Die schwächste „Weltspiegel“-Ausgabe des Jahres war bisher die vom 6. Februar, die der WDR verantwortete. Über der von Isabel Schayani moderierten Sendung lag eine Art Beschaulichkeits-Firnis. Sogar ein inhaltlich eigentlich brisanter Beitrag über eine ältere Frau, die angesichts der hohen Energiepreise in Großbritannien nur noch für eine halbe Stunde am Tag die Heizung einschaltet, mutete an wie ein Beitrag für ein Regionalmagazin. Das lag auch daran, dass man im weiteren Verlauf des Films noch einen Deutsch-Briten kennenlernte, der sein Haus zwecks besserer Isolierung mit neuen Fenstern ausstatten will. Tja, Menschen machen so was. Aber muss man darüber im „Weltspiegel“ berichten?

Von markerschütternder Belanglosigkeit war in dieser Sendung schließlich ein kurzer Bericht über auf Euro-Scheinen abgebildete Brücken, für die es ursprünglich kein Vorbild in der Realität gab. Der Beitrag drehte sich darum, dass diese „fiktiven Brücken“ mittlerweile in den Niederlanden nachgebaut werden.

Das Problem sind aber nicht die eher leichten Inhalte, denn die waren in den vergangenen Jahren stets Bestandteil der „Weltspiegel“-Mischung. Das Problem ist eher, dass im neuen Konzept der Sendung politische Auslandsberichterstattung vor allem eine Berichterstattung meint, die einen klaren Bezug zur aktuellen bundesdeutschen Parteien- und Regierungspolitik hat. Es gab zwar in der Auftaktsendung des Jahres gute Beiträge aus einem Flüchtlingslager im Sudan und von der kolumbianisch-panamaischen Grenze („Zu Fuß durch den Dschungel - Der Traum vom guten Leben in den USA“), aber insgesamt kommen in dieser Mischung aus außenpolitischen „Tagesthemen“, außenpolitischem „Bericht aus Berlin“ und Belanglosem aus aller Welt Beiträge aus Krisenregionen, über die die Zuschauer in den Nachrichten wenig erfahren, zu kurz.
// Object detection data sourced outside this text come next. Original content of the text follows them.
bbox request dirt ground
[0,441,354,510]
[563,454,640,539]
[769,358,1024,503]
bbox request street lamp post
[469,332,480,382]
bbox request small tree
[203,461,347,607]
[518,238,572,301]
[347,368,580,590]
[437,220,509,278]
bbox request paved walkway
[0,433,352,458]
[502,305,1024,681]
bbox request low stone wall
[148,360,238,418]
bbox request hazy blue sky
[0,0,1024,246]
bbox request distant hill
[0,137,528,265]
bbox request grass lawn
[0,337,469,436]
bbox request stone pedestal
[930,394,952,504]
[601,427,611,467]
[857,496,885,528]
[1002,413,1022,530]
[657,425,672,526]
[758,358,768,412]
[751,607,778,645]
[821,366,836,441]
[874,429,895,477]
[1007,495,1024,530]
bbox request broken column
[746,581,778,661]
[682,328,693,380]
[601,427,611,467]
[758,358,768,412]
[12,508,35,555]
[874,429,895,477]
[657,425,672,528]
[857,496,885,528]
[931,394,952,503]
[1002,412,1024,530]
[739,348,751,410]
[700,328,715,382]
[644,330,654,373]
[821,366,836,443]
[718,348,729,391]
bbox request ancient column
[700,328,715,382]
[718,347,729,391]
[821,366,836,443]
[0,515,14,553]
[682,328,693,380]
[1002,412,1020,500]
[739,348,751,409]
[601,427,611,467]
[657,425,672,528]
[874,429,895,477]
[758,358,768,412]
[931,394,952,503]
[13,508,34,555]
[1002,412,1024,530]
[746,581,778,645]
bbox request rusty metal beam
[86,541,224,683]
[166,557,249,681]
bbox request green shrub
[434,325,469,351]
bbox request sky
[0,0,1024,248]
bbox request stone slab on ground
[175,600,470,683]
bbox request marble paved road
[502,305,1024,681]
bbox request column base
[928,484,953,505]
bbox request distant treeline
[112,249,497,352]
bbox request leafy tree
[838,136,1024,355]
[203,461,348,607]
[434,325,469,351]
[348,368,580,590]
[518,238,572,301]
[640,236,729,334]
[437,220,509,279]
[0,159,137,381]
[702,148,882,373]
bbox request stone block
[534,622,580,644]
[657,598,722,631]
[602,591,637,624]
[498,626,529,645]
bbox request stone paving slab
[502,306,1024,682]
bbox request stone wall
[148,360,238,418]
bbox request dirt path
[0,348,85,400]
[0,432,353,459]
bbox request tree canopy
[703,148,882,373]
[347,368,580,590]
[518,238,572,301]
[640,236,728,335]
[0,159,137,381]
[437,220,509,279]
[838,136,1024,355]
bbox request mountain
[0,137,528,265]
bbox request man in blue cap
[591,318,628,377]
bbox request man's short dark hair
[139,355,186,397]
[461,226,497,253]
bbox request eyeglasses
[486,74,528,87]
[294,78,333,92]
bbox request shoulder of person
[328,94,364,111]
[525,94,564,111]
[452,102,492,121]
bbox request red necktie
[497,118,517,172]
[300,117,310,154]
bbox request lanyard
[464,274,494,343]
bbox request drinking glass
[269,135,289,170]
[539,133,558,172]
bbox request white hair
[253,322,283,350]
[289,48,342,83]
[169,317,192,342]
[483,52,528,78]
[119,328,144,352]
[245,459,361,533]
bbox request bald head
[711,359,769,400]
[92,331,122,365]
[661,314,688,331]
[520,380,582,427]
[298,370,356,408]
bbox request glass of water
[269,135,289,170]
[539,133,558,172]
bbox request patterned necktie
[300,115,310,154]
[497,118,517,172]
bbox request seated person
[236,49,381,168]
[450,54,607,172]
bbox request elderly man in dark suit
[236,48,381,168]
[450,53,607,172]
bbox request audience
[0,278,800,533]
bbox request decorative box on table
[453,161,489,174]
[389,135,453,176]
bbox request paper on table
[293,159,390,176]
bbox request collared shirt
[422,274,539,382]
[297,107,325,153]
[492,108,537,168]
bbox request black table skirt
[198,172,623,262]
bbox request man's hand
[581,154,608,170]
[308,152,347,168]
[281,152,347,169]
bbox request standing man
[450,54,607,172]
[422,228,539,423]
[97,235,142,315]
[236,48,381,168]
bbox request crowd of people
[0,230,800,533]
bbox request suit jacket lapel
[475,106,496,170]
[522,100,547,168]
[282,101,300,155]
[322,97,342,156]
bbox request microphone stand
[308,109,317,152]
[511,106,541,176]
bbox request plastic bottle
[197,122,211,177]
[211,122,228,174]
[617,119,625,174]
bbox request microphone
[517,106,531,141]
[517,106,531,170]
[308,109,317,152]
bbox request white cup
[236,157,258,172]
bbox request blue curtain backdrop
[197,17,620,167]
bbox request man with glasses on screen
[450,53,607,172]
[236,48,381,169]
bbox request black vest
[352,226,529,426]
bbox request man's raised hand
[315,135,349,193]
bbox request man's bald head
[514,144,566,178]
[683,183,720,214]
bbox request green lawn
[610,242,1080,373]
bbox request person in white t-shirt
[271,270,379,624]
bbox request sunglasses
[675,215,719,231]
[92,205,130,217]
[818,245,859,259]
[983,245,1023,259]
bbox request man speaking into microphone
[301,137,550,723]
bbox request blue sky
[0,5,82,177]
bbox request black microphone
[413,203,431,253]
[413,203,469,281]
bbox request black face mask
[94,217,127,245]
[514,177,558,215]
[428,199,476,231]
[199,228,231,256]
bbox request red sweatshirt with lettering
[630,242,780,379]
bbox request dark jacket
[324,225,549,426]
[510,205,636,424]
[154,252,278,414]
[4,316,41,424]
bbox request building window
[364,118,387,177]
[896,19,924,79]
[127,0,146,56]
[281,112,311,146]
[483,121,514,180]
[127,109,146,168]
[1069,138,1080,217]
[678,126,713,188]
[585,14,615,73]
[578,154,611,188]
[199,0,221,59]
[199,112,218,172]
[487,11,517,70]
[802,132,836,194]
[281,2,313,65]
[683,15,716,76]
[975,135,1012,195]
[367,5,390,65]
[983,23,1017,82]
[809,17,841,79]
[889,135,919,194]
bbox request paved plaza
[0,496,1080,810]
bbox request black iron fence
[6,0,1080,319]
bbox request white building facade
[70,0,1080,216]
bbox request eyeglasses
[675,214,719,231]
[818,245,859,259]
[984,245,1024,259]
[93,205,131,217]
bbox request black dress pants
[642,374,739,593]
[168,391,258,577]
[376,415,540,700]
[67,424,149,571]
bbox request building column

Das Unbehagen, das die ersten „Weltspiegel“-Ausgaben des Jahres auslösen, wird manifest in einer Äußerung Isabel Schayanis am Ende der von ihr moderierten Sendung: „Hier geht es jetzt direkt weiter mit der 'Sportschau‘ und Alexander Bommes, und die beginnen gleich mit Berichten von der Zweiten Bundesliga“, sagte sie. Werbe-Hinweise auf folgende Sendungen sind zwar in der ARD gang und gäbe. Aber wenn eine zu Recht vielfach ausgezeichnete Journalistin so einen Satz sagt, fühlt sich das falsch an.